Bill took care of the house and paid the bills, so I had to look carefully through every piece of paper in his office. I eventually persuaded myself that I couldn’t save everything he had ever written. I can’t save his work files from the past 30 years. Old calendars that are journals of our lives together seemed important, but what would I do with them, other than store them? There were all the cards people had sent him when he was sick. As grateful as I am for the hundreds of people who loved him and wrote to tell him how much he had meant to them, I still couldn’t save and move them all because the new place is so much smaller.

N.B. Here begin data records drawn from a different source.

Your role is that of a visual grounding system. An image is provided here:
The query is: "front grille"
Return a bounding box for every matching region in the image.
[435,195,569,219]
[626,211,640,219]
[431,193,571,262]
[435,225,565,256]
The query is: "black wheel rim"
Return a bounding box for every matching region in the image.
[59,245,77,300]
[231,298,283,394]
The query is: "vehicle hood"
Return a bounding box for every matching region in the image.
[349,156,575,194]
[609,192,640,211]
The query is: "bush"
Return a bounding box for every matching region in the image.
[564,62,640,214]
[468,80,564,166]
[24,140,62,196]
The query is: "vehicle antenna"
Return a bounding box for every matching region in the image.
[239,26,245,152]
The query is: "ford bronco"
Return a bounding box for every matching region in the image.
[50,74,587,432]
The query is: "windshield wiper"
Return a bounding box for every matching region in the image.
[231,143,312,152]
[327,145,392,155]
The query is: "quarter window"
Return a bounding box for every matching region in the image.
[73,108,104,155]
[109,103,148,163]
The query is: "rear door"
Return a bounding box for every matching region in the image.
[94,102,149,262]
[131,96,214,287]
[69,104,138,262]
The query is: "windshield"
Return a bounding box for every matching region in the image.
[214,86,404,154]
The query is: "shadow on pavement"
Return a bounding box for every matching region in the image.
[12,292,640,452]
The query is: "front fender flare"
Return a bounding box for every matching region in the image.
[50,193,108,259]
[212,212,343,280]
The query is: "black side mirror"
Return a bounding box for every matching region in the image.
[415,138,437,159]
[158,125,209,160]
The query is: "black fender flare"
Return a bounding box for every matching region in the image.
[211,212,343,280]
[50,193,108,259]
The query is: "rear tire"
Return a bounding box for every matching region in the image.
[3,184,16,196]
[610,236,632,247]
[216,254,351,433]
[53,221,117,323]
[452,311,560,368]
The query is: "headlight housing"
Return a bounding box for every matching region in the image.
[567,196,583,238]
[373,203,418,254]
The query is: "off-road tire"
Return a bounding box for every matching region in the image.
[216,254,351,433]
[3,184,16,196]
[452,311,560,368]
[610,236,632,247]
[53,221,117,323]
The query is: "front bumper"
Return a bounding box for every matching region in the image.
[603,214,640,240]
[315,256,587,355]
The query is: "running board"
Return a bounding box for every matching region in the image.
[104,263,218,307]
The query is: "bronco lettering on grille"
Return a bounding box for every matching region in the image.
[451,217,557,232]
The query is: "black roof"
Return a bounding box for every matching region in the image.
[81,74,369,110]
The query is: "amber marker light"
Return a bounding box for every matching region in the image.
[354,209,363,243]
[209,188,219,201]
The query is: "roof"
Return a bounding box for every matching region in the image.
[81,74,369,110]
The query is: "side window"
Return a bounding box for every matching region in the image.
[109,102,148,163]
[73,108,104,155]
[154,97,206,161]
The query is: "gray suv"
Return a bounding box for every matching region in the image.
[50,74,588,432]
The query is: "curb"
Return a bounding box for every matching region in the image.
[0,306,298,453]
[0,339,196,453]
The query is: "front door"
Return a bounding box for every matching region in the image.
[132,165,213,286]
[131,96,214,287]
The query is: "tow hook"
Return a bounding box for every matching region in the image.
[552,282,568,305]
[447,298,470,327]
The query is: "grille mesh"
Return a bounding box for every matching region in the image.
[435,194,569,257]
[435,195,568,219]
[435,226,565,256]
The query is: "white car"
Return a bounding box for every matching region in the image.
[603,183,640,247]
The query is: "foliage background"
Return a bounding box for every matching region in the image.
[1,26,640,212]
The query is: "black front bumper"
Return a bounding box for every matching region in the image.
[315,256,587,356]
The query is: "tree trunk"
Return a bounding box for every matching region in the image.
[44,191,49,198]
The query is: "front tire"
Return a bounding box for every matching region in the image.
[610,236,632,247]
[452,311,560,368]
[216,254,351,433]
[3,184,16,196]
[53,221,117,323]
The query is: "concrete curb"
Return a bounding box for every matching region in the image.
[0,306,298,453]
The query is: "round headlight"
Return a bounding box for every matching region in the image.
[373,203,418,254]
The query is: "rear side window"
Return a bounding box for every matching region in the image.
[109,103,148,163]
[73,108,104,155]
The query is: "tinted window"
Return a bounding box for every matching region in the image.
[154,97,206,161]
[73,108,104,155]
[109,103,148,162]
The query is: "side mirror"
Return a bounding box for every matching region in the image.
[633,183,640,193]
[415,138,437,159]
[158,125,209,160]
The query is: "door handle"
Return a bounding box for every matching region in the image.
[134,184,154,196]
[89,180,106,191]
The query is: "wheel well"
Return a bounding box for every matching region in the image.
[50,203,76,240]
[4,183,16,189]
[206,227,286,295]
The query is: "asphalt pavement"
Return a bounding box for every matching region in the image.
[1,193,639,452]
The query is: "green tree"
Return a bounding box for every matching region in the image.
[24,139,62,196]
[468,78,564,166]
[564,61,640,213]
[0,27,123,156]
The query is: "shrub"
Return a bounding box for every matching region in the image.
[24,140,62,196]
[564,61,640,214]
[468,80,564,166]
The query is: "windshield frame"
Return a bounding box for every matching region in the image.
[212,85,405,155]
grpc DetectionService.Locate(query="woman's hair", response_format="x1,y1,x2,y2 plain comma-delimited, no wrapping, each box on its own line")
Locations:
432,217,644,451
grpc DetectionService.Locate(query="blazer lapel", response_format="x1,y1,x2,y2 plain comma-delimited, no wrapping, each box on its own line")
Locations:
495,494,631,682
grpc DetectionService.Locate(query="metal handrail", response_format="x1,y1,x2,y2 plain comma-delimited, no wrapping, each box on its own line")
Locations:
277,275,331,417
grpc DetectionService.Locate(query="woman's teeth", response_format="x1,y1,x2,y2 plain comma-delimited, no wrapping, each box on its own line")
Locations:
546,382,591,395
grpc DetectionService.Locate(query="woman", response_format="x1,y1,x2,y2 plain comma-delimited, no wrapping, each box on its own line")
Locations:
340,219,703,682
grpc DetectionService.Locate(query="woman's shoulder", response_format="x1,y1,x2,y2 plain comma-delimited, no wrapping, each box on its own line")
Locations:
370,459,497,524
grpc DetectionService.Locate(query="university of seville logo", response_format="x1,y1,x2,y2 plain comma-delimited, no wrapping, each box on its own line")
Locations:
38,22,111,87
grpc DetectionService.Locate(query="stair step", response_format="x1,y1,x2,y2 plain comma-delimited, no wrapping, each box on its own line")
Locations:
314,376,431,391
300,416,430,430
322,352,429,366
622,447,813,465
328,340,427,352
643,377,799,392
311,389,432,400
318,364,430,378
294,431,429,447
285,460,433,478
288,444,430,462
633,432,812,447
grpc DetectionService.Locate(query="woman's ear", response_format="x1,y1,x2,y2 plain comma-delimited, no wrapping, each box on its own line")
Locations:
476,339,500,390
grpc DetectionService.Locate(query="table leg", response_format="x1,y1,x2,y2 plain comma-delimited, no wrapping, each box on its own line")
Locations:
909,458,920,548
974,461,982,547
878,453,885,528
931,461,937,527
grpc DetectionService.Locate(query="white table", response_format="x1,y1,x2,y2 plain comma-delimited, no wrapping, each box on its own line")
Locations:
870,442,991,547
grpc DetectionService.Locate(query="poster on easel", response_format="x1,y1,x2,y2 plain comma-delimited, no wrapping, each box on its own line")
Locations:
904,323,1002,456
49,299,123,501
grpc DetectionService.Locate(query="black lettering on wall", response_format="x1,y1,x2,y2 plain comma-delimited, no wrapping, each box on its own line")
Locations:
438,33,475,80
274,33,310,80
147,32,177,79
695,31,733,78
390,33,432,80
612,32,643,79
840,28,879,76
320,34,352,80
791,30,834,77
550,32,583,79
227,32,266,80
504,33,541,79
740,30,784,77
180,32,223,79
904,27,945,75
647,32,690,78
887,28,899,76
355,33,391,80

I finally decided that all my sentimental/non-functional stuff had to fit into one chest that would be moved, and everything else simply had to go. That was harder than it sounds. Reading all of Bill’s correspondence, lesson plans, wine notes, and even his work was tough. It reopened some wounds of grief, and I shed some tears. When I was done, however, I felt as if a burden had been lifted, and I found myself smiling.

I always was the sentimental one, and Bill was the practical one. I smiled because I realized that, in this exercise of cleaning out, downsizing, and moving, I was channeling his spirit more than mine. People keep inanely reassuring me that he is still with me. Perhaps in this they are right, or maybe, like so many of those cards said, Bill taught me more than I knew.